Now almost one-third of adults in the U.S. own at least one mobile reading device.
Even before the holiday surge in gadget ownerships, libraries were seeing strong demand for e-books. Computerworld indicated that “the demand for e-books at some major public libraries more than doubled so far in December and January compared to a year ago.”
This amazing rate of change presents huge opportunities in an increasingly digitized society where information access plays a critical role in building knowledge and skills, in addition to accessing economic, social, and cultural opportunities.
However, it also presents a challenge—threatening to exacerbate the digital divide that is already perpetuated across the U.S. While 36 percent of people from families with household incomes greater than $75,000 have a mobile reading device, this figure drops to only 8 percent of those from low-income households.
Fifteen years ago when we launched our work with public libraries, we invested in computers, training, and access. We felt that providing access to technology and information services at our nation’s public libraries was the best way to ensure that everyone had the information needed for opportunities to live healthy and productive lives.

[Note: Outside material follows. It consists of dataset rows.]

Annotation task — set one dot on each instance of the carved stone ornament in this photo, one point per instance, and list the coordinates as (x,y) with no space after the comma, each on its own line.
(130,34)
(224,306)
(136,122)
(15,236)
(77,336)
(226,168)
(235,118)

Now 99.9 percent of our nation’s public libraries do offer free public access to computers and the internet, with nearly 1 in 3 adults using the library annually for this access.
However, in an increasingly mobile and information-hungry society, this is not enough.
Our libraries need to continue to keep up with the staggering pace of change in the way people are consuming information. Many are now offering information services “to go” with remote access to specialized databases and downloadable e-books, but it is hard to keep up with consumer demands.
Electronic periodicals and databases are often purchased by regional consortia or state library agencies—agencies that are facing severe budget pressures.
While many libraries are increasing their investment in e-Content, constraints remain. Some publishers refuse to sell e-Content to public libraries, and others include restrictions that challenge community access business models.
At the foundation, we continue to invest in libraries—both in the U.S. and around the world—as we believe they continue to occupy a unique role in social and economic development, due to their provision of free, unfettered access to information, provided in a supportive environment with help from information professionals.
It is fundamental that we support libraries in a way that advances in mobile technology present an opportunity, rather than a challenge in our struggle to help bridge the digital divide.